Pero dentro de mí conviven dos almas, la persona y el escritor. La persona encara las cosas de una manera, el escritor de otra.
El escritor es curioso, morboso. Se fija en los detalles, lo registra todo. Cuando está al borde del abismo quiere asomarse, no ponerse a salvo. El horror lo atrae. Se siente cobaya y testimonio.
Almacena la historia. La plasma, la trabaja. Vuelve a ella obsesivamente. La conserva.

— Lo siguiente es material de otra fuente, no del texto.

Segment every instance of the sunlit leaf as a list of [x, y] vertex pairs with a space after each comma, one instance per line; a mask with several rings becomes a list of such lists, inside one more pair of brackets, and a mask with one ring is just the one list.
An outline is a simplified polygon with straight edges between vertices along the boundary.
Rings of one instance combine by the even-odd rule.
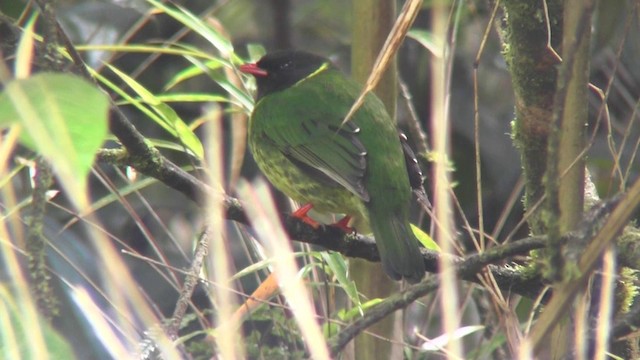
[[[193, 154], [199, 159], [204, 158], [204, 148], [202, 142], [196, 136], [196, 134], [189, 128], [189, 126], [182, 121], [180, 116], [169, 105], [163, 103], [153, 93], [147, 90], [142, 84], [135, 79], [118, 70], [117, 68], [107, 65], [116, 75], [118, 75], [129, 87], [138, 94], [142, 100], [147, 103], [151, 109], [159, 115], [159, 119], [162, 120], [158, 124], [164, 129], [169, 131], [172, 135], [180, 139], [180, 142], [184, 146], [191, 150]], [[158, 118], [153, 118], [154, 120]]]
[[433, 240], [431, 236], [429, 236], [429, 234], [422, 231], [422, 229], [413, 224], [411, 224], [411, 230], [413, 230], [413, 235], [416, 236], [418, 241], [420, 241], [420, 243], [424, 245], [424, 247], [429, 250], [440, 252], [440, 246], [438, 246], [438, 243], [436, 243], [435, 240]]
[[18, 123], [21, 142], [42, 154], [71, 192], [86, 187], [107, 136], [107, 96], [68, 74], [41, 73], [8, 83], [0, 94], [0, 126]]

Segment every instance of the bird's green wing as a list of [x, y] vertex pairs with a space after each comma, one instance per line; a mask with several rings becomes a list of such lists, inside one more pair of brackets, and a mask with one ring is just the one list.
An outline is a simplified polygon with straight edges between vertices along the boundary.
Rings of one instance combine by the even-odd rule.
[[364, 185], [367, 152], [353, 122], [340, 127], [307, 119], [283, 125], [270, 127], [266, 135], [293, 164], [315, 180], [343, 186], [369, 201]]

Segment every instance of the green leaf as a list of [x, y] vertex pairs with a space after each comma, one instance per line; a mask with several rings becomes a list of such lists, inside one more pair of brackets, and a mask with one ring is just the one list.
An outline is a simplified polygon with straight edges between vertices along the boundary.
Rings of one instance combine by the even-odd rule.
[[418, 238], [418, 241], [420, 241], [420, 243], [422, 243], [424, 247], [426, 247], [429, 250], [440, 252], [440, 246], [438, 246], [438, 243], [436, 243], [431, 238], [431, 236], [429, 236], [429, 234], [422, 231], [422, 229], [420, 229], [419, 227], [413, 224], [410, 224], [410, 225], [411, 225], [411, 230], [413, 230], [413, 235], [415, 235], [416, 238]]
[[420, 45], [424, 46], [433, 55], [442, 57], [442, 44], [438, 43], [430, 31], [411, 29], [407, 32], [407, 37], [420, 43]]
[[[30, 316], [36, 315], [37, 311], [28, 309], [26, 304], [31, 303], [21, 301], [6, 287], [0, 286], [0, 354], [3, 359], [35, 359], [38, 353], [48, 355], [50, 359], [75, 359], [65, 338], [44, 319]], [[38, 336], [34, 331], [39, 332]], [[36, 343], [40, 346], [38, 349]]]
[[358, 296], [356, 283], [349, 278], [349, 266], [342, 254], [328, 251], [323, 251], [320, 254], [344, 292], [347, 293], [347, 296], [349, 296], [349, 299], [353, 302], [354, 308], [362, 313], [362, 302], [360, 301], [360, 296]]
[[7, 84], [0, 126], [22, 125], [21, 142], [51, 163], [68, 191], [84, 192], [107, 136], [108, 106], [102, 91], [77, 76], [40, 73]]
[[[208, 61], [205, 61], [203, 64], [204, 64], [204, 67], [206, 67], [209, 70], [216, 70], [225, 65], [224, 62], [218, 59], [208, 60]], [[194, 78], [204, 73], [205, 71], [200, 66], [196, 66], [196, 65], [189, 66], [188, 68], [178, 72], [171, 79], [169, 79], [169, 82], [167, 83], [167, 85], [165, 85], [164, 88], [165, 90], [169, 90], [185, 80]]]
[[358, 308], [351, 308], [349, 310], [342, 309], [342, 310], [338, 311], [338, 314], [337, 314], [338, 318], [340, 320], [342, 320], [342, 321], [352, 320], [356, 316], [362, 316], [363, 311], [366, 312], [372, 306], [378, 305], [379, 303], [381, 303], [383, 301], [384, 301], [384, 299], [375, 298], [375, 299], [371, 299], [371, 300], [365, 302], [364, 304], [362, 304], [362, 309], [358, 309]]
[[[129, 87], [142, 98], [146, 104], [156, 113], [157, 117], [151, 117], [158, 125], [162, 126], [171, 135], [177, 137], [180, 142], [199, 159], [204, 158], [202, 142], [189, 126], [182, 121], [180, 116], [169, 105], [163, 103], [158, 97], [147, 90], [142, 84], [117, 68], [108, 65], [109, 69], [118, 75]], [[160, 121], [158, 121], [160, 120]]]
[[234, 56], [231, 41], [188, 10], [175, 4], [174, 6], [168, 6], [156, 0], [147, 1], [157, 9], [162, 10], [187, 28], [207, 39], [223, 56]]

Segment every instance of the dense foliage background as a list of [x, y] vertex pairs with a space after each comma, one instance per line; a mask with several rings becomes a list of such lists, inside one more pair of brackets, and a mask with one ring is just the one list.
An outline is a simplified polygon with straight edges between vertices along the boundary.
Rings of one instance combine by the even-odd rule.
[[638, 2], [407, 2], [377, 90], [451, 206], [412, 221], [452, 250], [373, 299], [348, 271], [371, 239], [290, 218], [263, 181], [237, 71], [300, 48], [377, 73], [351, 34], [382, 44], [377, 17], [410, 10], [353, 3], [0, 4], [2, 357], [371, 358], [356, 335], [381, 358], [640, 355]]

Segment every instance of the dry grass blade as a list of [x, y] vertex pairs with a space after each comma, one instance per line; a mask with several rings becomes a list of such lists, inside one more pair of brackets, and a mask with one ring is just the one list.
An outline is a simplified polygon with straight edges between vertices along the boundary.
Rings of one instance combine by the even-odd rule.
[[371, 74], [369, 75], [367, 82], [364, 84], [364, 88], [362, 89], [360, 96], [358, 96], [358, 99], [356, 99], [355, 103], [351, 106], [351, 109], [349, 109], [349, 112], [347, 113], [347, 116], [345, 116], [342, 124], [346, 124], [349, 119], [351, 119], [353, 114], [355, 114], [360, 106], [362, 106], [365, 96], [367, 96], [367, 94], [378, 85], [382, 75], [384, 75], [384, 72], [387, 70], [389, 63], [391, 63], [391, 59], [393, 59], [400, 47], [400, 44], [402, 44], [407, 31], [409, 31], [413, 21], [416, 19], [421, 6], [422, 0], [408, 0], [404, 4], [398, 19], [395, 24], [393, 24], [393, 28], [382, 46], [382, 50], [380, 50], [380, 54], [378, 54], [376, 62], [373, 64]]
[[298, 275], [298, 266], [294, 261], [289, 238], [286, 235], [278, 211], [265, 180], [254, 185], [241, 180], [238, 193], [246, 206], [246, 212], [253, 229], [274, 260], [274, 271], [280, 288], [291, 306], [296, 322], [302, 332], [312, 359], [330, 359], [322, 330], [316, 322], [315, 311], [302, 279]]
[[545, 307], [545, 311], [540, 315], [529, 335], [531, 347], [535, 352], [545, 345], [546, 335], [557, 324], [558, 319], [562, 318], [562, 314], [571, 304], [576, 293], [584, 286], [604, 250], [617, 238], [617, 234], [627, 225], [629, 218], [639, 205], [640, 180], [637, 180], [583, 252], [578, 263], [580, 277], [563, 284], [562, 291], [555, 293], [551, 302]]

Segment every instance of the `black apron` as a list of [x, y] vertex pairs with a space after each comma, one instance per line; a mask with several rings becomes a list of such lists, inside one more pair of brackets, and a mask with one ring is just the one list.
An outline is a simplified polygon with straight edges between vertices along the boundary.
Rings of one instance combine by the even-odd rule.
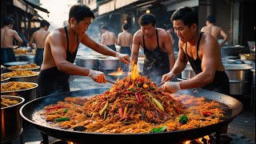
[[162, 75], [170, 71], [170, 63], [168, 54], [160, 49], [157, 29], [156, 34], [158, 47], [154, 50], [146, 49], [144, 35], [142, 36], [145, 54], [143, 74], [147, 75], [148, 78], [152, 78], [152, 81], [158, 85], [161, 82]]
[[[79, 44], [78, 36], [77, 35], [77, 49], [74, 54], [70, 54], [69, 51], [69, 37], [66, 26], [64, 26], [64, 29], [67, 42], [66, 60], [73, 63], [78, 52]], [[58, 70], [57, 66], [41, 71], [38, 77], [38, 96], [42, 97], [52, 94], [70, 91], [69, 78], [70, 74]]]
[[1, 48], [1, 65], [6, 62], [16, 62], [16, 57], [12, 48]]
[[121, 54], [126, 54], [129, 56], [130, 56], [130, 46], [121, 46], [120, 48], [120, 53]]
[[34, 62], [39, 66], [41, 66], [42, 64], [43, 50], [43, 48], [37, 48], [37, 51], [35, 53]]
[[[197, 45], [197, 58], [196, 58], [196, 60], [194, 60], [193, 58], [190, 57], [187, 54], [187, 50], [186, 50], [187, 43], [186, 43], [186, 58], [189, 60], [195, 74], [198, 74], [202, 72], [202, 67], [201, 67], [202, 61], [200, 60], [199, 56], [198, 56], [198, 50], [199, 50], [199, 43], [200, 43], [200, 40], [201, 40], [202, 33], [203, 32], [200, 33], [199, 39], [198, 39], [198, 45]], [[204, 89], [204, 90], [210, 90], [210, 91], [216, 91], [218, 93], [222, 93], [222, 94], [229, 95], [230, 94], [229, 78], [226, 75], [225, 71], [216, 70], [213, 82], [211, 82], [208, 85], [206, 85], [204, 86], [202, 86], [200, 88]]]

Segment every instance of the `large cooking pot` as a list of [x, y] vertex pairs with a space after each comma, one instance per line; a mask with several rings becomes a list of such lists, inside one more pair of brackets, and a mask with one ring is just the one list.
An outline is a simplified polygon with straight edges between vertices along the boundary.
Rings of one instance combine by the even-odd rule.
[[113, 79], [122, 79], [125, 77], [126, 77], [128, 75], [128, 72], [123, 72], [122, 74], [120, 75], [116, 75], [113, 73], [109, 73], [107, 74], [109, 76], [110, 76]]
[[10, 78], [5, 78], [4, 79], [1, 79], [1, 83], [6, 83], [10, 81]]
[[20, 62], [22, 61], [22, 56], [21, 54], [15, 54], [16, 61]]
[[1, 107], [1, 143], [6, 143], [22, 132], [22, 117], [18, 110], [25, 99], [22, 97], [2, 94], [1, 98], [18, 102], [14, 106]]
[[187, 66], [182, 72], [182, 79], [190, 79], [195, 76], [195, 74], [192, 69], [192, 67]]
[[29, 62], [30, 63], [34, 63], [34, 55], [22, 55], [22, 61]]
[[[9, 73], [5, 73], [1, 74], [1, 76], [4, 76], [6, 74], [10, 74]], [[22, 77], [10, 77], [10, 81], [13, 81], [13, 82], [34, 82], [34, 83], [38, 83], [38, 75], [39, 74], [39, 72], [36, 72], [34, 71], [34, 73], [36, 73], [36, 75], [30, 75], [30, 76], [22, 76]]]
[[162, 132], [162, 133], [142, 133], [142, 134], [102, 134], [94, 132], [81, 132], [63, 130], [60, 128], [45, 126], [41, 121], [38, 122], [34, 117], [39, 110], [44, 106], [63, 101], [66, 97], [90, 97], [102, 94], [109, 89], [89, 89], [67, 93], [61, 93], [37, 98], [23, 105], [20, 109], [22, 117], [32, 124], [41, 132], [52, 137], [65, 141], [78, 143], [175, 143], [192, 140], [210, 134], [226, 126], [242, 110], [242, 104], [235, 98], [220, 93], [194, 89], [179, 90], [179, 94], [191, 94], [195, 97], [204, 97], [209, 100], [215, 100], [229, 106], [230, 113], [225, 117], [224, 121], [204, 127], [189, 129], [184, 130]]
[[[25, 98], [25, 102], [28, 102], [36, 98], [37, 97], [37, 87], [38, 85], [33, 82], [22, 82], [22, 83], [32, 83], [35, 86], [30, 89], [21, 90], [14, 90], [14, 91], [1, 91], [1, 95], [14, 95], [20, 96]], [[1, 84], [5, 85], [5, 83]]]
[[98, 66], [98, 58], [80, 58], [80, 66], [89, 69], [95, 69]]
[[255, 61], [255, 54], [240, 54], [241, 60]]
[[26, 65], [26, 64], [29, 64], [29, 62], [6, 62], [4, 63], [3, 66], [6, 66], [6, 67], [10, 67], [11, 66], [16, 66], [16, 65]]
[[29, 69], [10, 69], [10, 67], [7, 68], [8, 71], [15, 71], [15, 70], [32, 70], [32, 71], [40, 71], [39, 66], [37, 66], [34, 68], [29, 68]]
[[224, 64], [225, 70], [230, 81], [250, 81], [251, 66], [242, 64]]
[[242, 64], [224, 64], [224, 67], [230, 79], [230, 94], [232, 95], [249, 94], [252, 67]]
[[74, 58], [74, 63], [77, 65], [77, 66], [80, 66], [80, 58], [82, 58], [82, 56], [76, 56], [75, 57], [75, 58]]
[[124, 71], [129, 70], [129, 66], [130, 66], [129, 65], [125, 64], [124, 62], [120, 62], [119, 66], [122, 70], [123, 70]]
[[242, 46], [222, 46], [221, 48], [221, 52], [222, 58], [225, 58], [226, 56], [238, 57], [239, 54], [250, 53], [250, 47], [246, 47]]
[[117, 58], [98, 58], [101, 70], [117, 70], [119, 66], [119, 60]]
[[253, 72], [253, 85], [255, 85], [255, 67], [250, 70]]
[[143, 71], [144, 61], [138, 61], [138, 67], [139, 71]]

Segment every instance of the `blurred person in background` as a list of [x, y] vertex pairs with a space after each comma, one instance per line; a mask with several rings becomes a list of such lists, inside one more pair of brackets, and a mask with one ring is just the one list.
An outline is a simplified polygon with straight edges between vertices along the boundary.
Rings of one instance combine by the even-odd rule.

Si algo he aprendido sobre mí mismo, a propósito de la escritura, es que necesito tiempo. Tengo que interponer una distancia emocional entre mi persona y las cosas. Después de escribir una historia tengo que guardarla en un cajón durante un tiempo antes de releerla y sopesar si realmente tiene sentido, si tiene valor. Cuando escribo acerca de mí mismo, de mis experiencias, tengo que esperar meses, años, para poder enfrentarme a lo escrito con la debida distancia, con la objetividad necesaria.
Era inevitable que contase mi infierno portátil, el que llevo a cuestas desde entonces, pero calibrar la distancia emocional adecuada ha sido más difícil de lo previsto.
De ahí que no tenga una respuesta, sino infinitas.